Celery

Celery is a worker distribution framework on python.

sequenceDiagram
    participant App as Application
    participant Broker as Redis (Broker)
    participant Worker as Celery Worker (Server)

    App->>Broker: Send task message<br/>(task name + args)
    Note right of Broker: Stores task in a list/queue<br/>per Celery routing

    Worker->>Broker: Poll / fetch task message
    Broker-->>Worker: Deliver task payload

    Worker->>Worker: Execute task function
    Note right of Worker: e.g., run `add(x, y)`<br/>or `busy_wait(10)`

    Worker-->>Broker: (Optional) Send result to result backend
    App->>Broker: Query result backend
    Broker-->>App: Return task result

  • application: the app to interact with celery worker. Typically another python program
  • Broker: could be RabbitMQ or Redis or other similar queue frameworks
  • Server: hosts the celery worker. Typically initalise (run the command) as
    • celery --app APP_NAME worker

The worker executed by the celery --app APP_NAME worker will be in 1 python main thread. Now for each of the task submitted it will execute on the pool (defined by --pool).

The list of pools are:

  • prefork: default option, use multiprocessing ForkJoinPool. Not affected by GIL
  • eventletĀ andĀ gevent: Coroutine pool (single thread) affected by GIL
  • solo: execute on the main thread
  • threads: running on python threading, affected by GIL
  • custom: Enables specifying a custom worker pool implementation through environment variables.

for example, to launch the worker using ThreadPool, we can do something like

celery --app tasks worker -P threads --loglevel=INFO   

Given the following example

# tasks.py
import time
from celery import Celery

app = Celery('tasks', broker='redis://localhost:6379/')
import sys

sys.setswitchinterval(10)

def busy_wait(seconds):
    end_time = time.time() + seconds
    # Pure Python loop — no I/O, no GIL release
    while time.time() < end_time:
        # Do some meaningless CPU work
        x = 123456789 ** 5

@app.task
def add(x, y):
    print(f"Received task: {x} {y} {sys.getswitchinterval()}")
    busy_wait(10)
    return x + y

We can launch this like

celery --app tasks worker -P threads --loglevel=INFO   

Note that because our filename is tasks.py, we need to use tasks when specifying --app

And then we can have another main.py

from tasks import add
print(add.apply_async((1,3)))

Different pool type

When execute python main.py it will execute on our celery worker and you can see the result there. Note that when you execute python main.py multiple time, it will blocked by GIL because we set the switchinterval to be 10 seconds. This will make sure that GIL will default will only do context switch after 10 seconds. Otherwise with the default of 0.05 and you will see new task still execute after 0.05 seconds. However it's not true parallel (CPU will execute 0.05 seconds 1 task and jump to another task)
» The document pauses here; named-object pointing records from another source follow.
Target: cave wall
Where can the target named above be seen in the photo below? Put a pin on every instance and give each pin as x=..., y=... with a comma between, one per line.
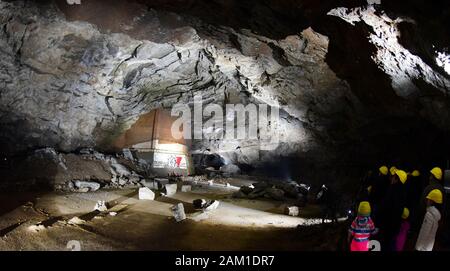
x=352, y=88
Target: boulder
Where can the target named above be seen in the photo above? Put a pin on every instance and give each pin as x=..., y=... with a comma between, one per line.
x=161, y=182
x=246, y=189
x=146, y=194
x=178, y=212
x=274, y=193
x=128, y=154
x=292, y=210
x=100, y=206
x=230, y=169
x=239, y=195
x=171, y=189
x=199, y=203
x=86, y=186
x=212, y=205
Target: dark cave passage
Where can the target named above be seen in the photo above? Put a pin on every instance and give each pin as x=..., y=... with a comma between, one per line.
x=92, y=95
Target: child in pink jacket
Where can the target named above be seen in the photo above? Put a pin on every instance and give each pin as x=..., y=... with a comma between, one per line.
x=402, y=235
x=361, y=229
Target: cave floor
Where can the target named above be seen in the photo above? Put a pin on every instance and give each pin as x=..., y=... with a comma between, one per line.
x=39, y=221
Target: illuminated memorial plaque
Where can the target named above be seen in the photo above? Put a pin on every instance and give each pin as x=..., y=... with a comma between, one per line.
x=166, y=160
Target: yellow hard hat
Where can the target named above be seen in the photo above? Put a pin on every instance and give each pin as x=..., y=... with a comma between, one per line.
x=437, y=173
x=364, y=208
x=401, y=175
x=405, y=213
x=384, y=170
x=392, y=170
x=435, y=195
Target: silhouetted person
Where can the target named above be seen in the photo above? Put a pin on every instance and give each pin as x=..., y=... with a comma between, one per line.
x=378, y=190
x=392, y=210
x=329, y=203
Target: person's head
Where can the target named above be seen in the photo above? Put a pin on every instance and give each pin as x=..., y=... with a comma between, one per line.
x=415, y=173
x=383, y=171
x=392, y=175
x=435, y=197
x=364, y=208
x=436, y=174
x=405, y=214
x=400, y=176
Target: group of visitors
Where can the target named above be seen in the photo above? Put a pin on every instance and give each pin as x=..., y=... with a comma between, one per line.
x=396, y=206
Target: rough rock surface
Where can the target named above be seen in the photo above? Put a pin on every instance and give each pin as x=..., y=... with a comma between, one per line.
x=69, y=85
x=71, y=80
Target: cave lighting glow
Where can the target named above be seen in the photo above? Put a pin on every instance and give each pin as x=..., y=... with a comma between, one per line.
x=443, y=60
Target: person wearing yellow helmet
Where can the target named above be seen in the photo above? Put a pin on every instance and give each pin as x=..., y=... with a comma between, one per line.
x=361, y=228
x=402, y=235
x=435, y=182
x=427, y=235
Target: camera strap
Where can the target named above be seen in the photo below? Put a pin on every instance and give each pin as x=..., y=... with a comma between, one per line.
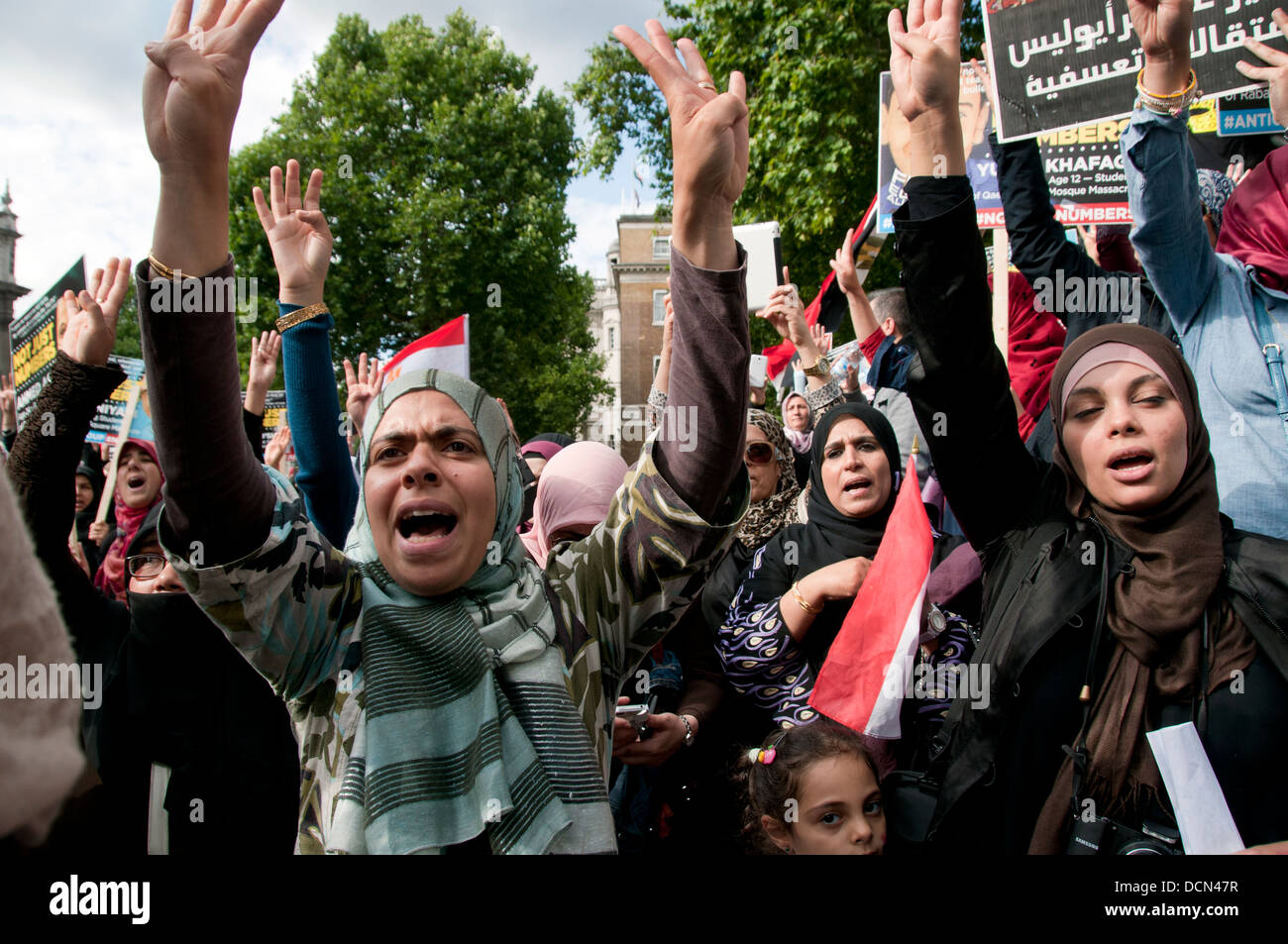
x=1198, y=703
x=1078, y=752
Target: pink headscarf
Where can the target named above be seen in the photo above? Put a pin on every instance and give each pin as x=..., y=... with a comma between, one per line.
x=1254, y=226
x=576, y=487
x=111, y=577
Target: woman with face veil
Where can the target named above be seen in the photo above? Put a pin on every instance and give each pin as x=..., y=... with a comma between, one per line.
x=455, y=697
x=1117, y=599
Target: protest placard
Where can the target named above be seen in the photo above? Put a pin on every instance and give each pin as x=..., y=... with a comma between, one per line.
x=1059, y=64
x=106, y=425
x=34, y=339
x=1245, y=112
x=1083, y=165
x=274, y=413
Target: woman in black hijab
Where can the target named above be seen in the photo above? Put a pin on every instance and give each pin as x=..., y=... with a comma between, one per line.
x=795, y=596
x=171, y=691
x=89, y=487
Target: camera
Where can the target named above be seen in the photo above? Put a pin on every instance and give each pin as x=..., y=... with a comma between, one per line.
x=638, y=716
x=1106, y=837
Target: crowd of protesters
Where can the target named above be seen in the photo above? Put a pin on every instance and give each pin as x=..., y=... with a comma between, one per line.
x=437, y=634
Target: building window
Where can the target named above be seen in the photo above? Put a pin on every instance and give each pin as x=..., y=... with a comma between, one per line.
x=660, y=305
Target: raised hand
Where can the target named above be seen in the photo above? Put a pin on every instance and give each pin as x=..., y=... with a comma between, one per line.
x=263, y=361
x=193, y=81
x=91, y=330
x=822, y=338
x=1163, y=29
x=787, y=314
x=362, y=387
x=925, y=59
x=275, y=450
x=297, y=233
x=846, y=275
x=708, y=143
x=1274, y=72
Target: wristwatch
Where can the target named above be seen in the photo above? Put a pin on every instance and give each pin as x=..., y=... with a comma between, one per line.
x=820, y=368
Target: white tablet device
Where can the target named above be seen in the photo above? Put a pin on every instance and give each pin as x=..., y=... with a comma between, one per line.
x=764, y=261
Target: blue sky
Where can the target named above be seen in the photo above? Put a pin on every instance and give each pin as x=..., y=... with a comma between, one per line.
x=71, y=132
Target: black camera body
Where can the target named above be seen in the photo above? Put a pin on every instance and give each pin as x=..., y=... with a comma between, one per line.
x=1103, y=836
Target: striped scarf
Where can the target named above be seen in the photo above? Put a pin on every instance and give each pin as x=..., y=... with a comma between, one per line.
x=469, y=724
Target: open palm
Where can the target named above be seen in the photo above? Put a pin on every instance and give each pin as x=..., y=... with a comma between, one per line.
x=1162, y=25
x=925, y=59
x=297, y=233
x=194, y=76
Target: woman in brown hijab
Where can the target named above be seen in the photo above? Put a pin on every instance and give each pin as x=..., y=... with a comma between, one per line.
x=1117, y=600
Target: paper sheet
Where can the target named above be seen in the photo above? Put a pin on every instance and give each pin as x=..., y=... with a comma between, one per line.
x=1202, y=814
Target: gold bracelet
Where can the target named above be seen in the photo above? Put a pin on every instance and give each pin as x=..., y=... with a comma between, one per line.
x=160, y=268
x=1173, y=103
x=803, y=603
x=300, y=316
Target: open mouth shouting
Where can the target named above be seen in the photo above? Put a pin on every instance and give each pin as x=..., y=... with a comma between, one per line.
x=857, y=487
x=425, y=526
x=1132, y=464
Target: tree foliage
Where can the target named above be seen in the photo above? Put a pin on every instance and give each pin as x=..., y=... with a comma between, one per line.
x=446, y=180
x=812, y=69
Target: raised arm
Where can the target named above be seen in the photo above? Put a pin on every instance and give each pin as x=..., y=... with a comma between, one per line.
x=217, y=493
x=711, y=348
x=1170, y=235
x=300, y=239
x=961, y=389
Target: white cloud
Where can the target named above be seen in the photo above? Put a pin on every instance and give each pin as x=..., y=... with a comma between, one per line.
x=73, y=147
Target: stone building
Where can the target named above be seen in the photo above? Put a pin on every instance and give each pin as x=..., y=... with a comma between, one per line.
x=626, y=320
x=9, y=290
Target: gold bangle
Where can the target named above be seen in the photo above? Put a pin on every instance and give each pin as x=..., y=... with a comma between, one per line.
x=300, y=316
x=160, y=268
x=1173, y=103
x=803, y=603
This behavior is also the same for eventlet as well since it's co-routine, only 1 event-loop thread.

To obtain parallel, we need to use prefork which inturn will use multiprocessing.ForkJoinPool

celery --app tasks worker --loglevel=INFO

Leaving the -P pool option default to use prefork

Now when you submit python main.py multiple time, it will launch another process hence bypass GIL. This is to achieve true parallel.

Get the result back

To get the result back, you need to provide a backend

...
app = Celery(broker='redis://localhost:6379/', backend='redis://localhost')
...

And in main.py you can get the result back like

from tasks import add
result = add.apply_async((1, 3))
# block until the task finishes; specify timeout to avoid hanging indefinitely
print(result.get()) # 4

How it works is the result is stored in redis. And client simply fetch back the result from redis

127.0.0.1:6379> keys *
1) "_kombu.binding.celery"
2) "_kombu.binding.celery.pidbox"
3) "_kombu.binding.celeryev"
4) "celery-task-meta-129fb62f-93f0-46b8-8cf1-3a1d7d917bc5"
5) "celery-task-meta-9b3e5b82-5c9f-4139-972e-e2fc5331c986"
127.0.0.1:6379> get celery-task-meta-9b3e5b82-5c9f-4139-972e-e2fc5331c986
"{\"status\": \"SUCCESS\", \"result\": 4, \"traceback\": null, \"children\": [], \"date_done\": \"2025-09-14T06:07:42.851778+00:00\", \"task_id\": \"9b3e5b82-5c9f-4139-972e-e2fc5331c986\"}"